PCOS Subtypes
Inflammatory PCOS: Foods That Fit
Inflammatory PCOS tends to improve with an anti-inflammatory eating pattern — less ultra-processed food, more omega-3s, and closer attention to added sugars and seed oils. Here's how common foods stack up.
Good fits
- BananaBananas bring potassium and some resistant starch, especially when less ripe, with nothing in the evidence flagging them as a trigger food — a reasonable, unremarkable fit for an anti-inflammatory pattern.
- EggsThe evidence doesn't single out eggs as an inflammatory trigger, and a whole, unprocessed protein source is generally consistent with an anti-inflammatory eating pattern rather than working against it.
Use with caution
- HoneyAdded sugars, honey included, are commonly discussed as working against an anti-inflammatory eating pattern, even though honey itself isn't uniquely inflammatory compared with other concentrated sweeteners.
- OatsPlain oats are fine, but instant and flavored packets often carry added sugars and thickeners that work against an anti-inflammatory pattern — worth reading the ingredient label rather than assuming all oatmeal is equal.
Depends
- Brown RiceBrown rice isn't flagged as an inflammatory trigger in the evidence, and being a less-refined grain is a mild plus, but the overall meal pattern still matters more than this one ingredient choice.

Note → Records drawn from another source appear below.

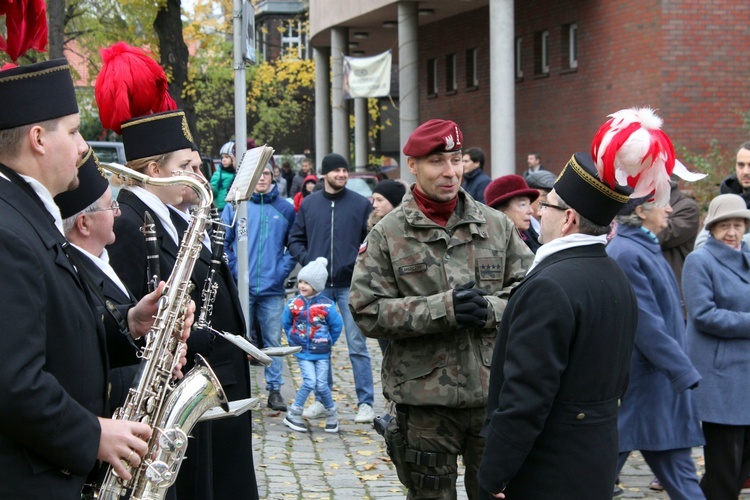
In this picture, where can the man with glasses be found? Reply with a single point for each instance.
(562, 354)
(89, 214)
(433, 278)
(269, 265)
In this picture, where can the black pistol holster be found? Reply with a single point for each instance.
(395, 441)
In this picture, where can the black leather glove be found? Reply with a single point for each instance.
(470, 306)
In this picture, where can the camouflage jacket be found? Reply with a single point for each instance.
(402, 290)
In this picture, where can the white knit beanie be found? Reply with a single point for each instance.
(315, 273)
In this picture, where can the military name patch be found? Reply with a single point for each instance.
(414, 268)
(489, 269)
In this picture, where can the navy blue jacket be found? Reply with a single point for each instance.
(326, 218)
(657, 412)
(269, 263)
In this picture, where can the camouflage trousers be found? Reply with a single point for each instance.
(436, 435)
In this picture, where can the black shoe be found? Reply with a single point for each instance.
(275, 401)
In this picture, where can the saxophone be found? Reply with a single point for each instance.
(172, 410)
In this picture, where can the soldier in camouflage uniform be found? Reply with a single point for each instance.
(433, 278)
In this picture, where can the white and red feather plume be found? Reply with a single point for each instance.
(130, 84)
(632, 150)
(26, 27)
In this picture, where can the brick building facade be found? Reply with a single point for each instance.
(685, 58)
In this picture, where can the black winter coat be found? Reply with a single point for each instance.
(560, 367)
(54, 369)
(331, 226)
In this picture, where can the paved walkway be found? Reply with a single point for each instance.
(353, 464)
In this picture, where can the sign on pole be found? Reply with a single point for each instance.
(248, 34)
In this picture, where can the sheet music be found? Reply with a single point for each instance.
(248, 173)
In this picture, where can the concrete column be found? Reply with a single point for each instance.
(408, 77)
(360, 134)
(321, 56)
(339, 105)
(502, 89)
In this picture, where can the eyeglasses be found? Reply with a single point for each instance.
(545, 205)
(114, 206)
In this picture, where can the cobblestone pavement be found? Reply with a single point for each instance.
(353, 464)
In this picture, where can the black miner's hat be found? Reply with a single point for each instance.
(580, 187)
(156, 134)
(35, 93)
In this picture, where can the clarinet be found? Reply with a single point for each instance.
(153, 272)
(211, 287)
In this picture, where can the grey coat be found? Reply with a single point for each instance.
(716, 285)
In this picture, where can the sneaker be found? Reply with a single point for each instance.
(655, 485)
(365, 415)
(293, 420)
(315, 410)
(332, 420)
(276, 401)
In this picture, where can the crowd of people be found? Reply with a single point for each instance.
(541, 327)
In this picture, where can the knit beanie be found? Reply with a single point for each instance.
(391, 190)
(331, 162)
(315, 273)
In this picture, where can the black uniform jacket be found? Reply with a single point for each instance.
(560, 366)
(53, 373)
(120, 378)
(231, 443)
(219, 462)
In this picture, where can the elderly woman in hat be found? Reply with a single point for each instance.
(716, 284)
(657, 415)
(512, 196)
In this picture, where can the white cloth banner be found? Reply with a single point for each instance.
(367, 76)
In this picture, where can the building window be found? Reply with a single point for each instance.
(262, 39)
(519, 59)
(293, 39)
(570, 37)
(450, 73)
(431, 77)
(541, 53)
(472, 80)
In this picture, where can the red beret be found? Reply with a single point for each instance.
(507, 187)
(434, 136)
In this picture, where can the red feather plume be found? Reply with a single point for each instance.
(130, 84)
(631, 149)
(26, 25)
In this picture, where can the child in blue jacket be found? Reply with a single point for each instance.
(312, 322)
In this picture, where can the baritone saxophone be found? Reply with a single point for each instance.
(171, 409)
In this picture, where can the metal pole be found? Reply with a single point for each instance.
(240, 134)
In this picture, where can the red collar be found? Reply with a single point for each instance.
(437, 212)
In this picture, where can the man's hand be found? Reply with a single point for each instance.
(141, 315)
(470, 306)
(123, 444)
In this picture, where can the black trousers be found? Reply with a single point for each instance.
(727, 456)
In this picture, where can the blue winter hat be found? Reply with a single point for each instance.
(315, 273)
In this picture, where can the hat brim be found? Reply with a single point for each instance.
(737, 214)
(530, 193)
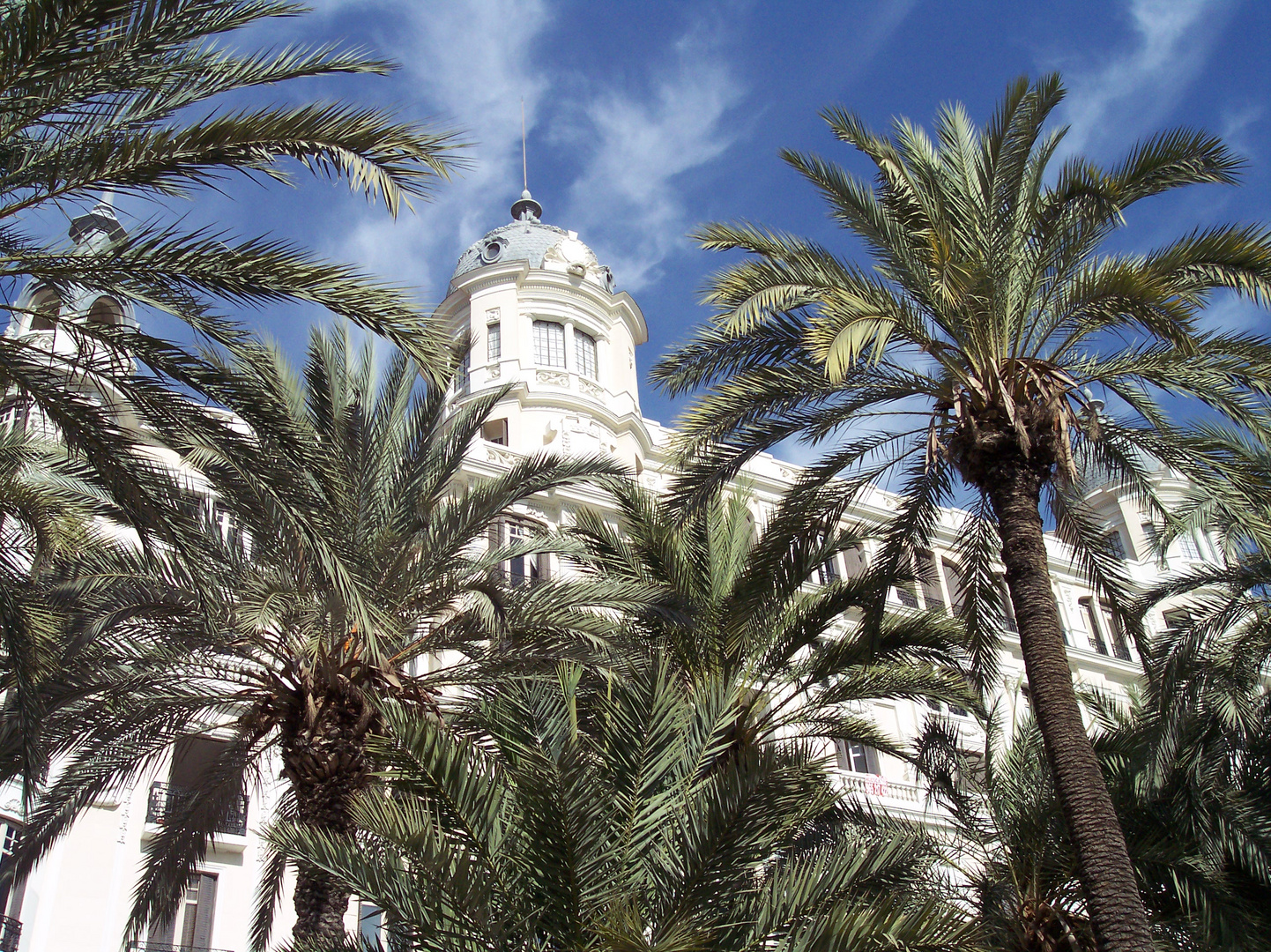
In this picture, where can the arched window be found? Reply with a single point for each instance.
(526, 569)
(106, 311)
(48, 305)
(585, 353)
(549, 344)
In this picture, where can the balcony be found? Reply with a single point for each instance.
(11, 932)
(166, 800)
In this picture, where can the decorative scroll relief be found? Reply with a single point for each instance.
(552, 376)
(497, 454)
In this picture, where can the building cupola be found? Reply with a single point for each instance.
(544, 319)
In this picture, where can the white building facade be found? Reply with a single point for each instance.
(544, 319)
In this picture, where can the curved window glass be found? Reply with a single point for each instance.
(46, 305)
(585, 353)
(106, 311)
(549, 344)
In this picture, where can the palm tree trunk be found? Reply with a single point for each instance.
(325, 762)
(319, 903)
(1107, 876)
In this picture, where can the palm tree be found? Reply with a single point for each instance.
(772, 614)
(961, 364)
(130, 97)
(1200, 839)
(356, 549)
(49, 517)
(563, 816)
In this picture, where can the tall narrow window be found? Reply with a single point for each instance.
(905, 595)
(954, 580)
(1153, 539)
(525, 569)
(1112, 626)
(933, 596)
(1096, 628)
(46, 305)
(370, 923)
(192, 926)
(1116, 546)
(585, 353)
(1008, 609)
(494, 431)
(465, 376)
(106, 311)
(1188, 547)
(857, 756)
(548, 344)
(829, 569)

- CheeseSome people notice a personal connection between dairy or saturated fat and their symptoms, though the evidence doesn't establish cheese as a general trigger — this is worth watching for yourself, not assuming it applies to you.
- CoffeeCoffee contains polyphenols that show up in anti-inflammatory research, alongside caffeine's separate acute cortisol effect — the two pull in different directions, and the evidence doesn't resolve cleanly to one verdict.
- Greek YogurtPlain Greek yogurt itself isn't flagged as an inflammatory trigger, but the sweetened, flavored versions common on shelves carry added sugar that works against an anti-inflammatory pattern — the product matters.
- White RiceWhite rice on its own isn't flagged as an inflammatory trigger in the evidence — refined grains aren't automatically "anti-pattern." What it's served alongside shapes the overall inflammatory profile of the meal.
- Whole MilkSome people notice a personal connection between dairy and their skin or symptoms, though the evidence doesn't establish dairy as a general trigger — this is worth watching for yourself, not assuming applies to you.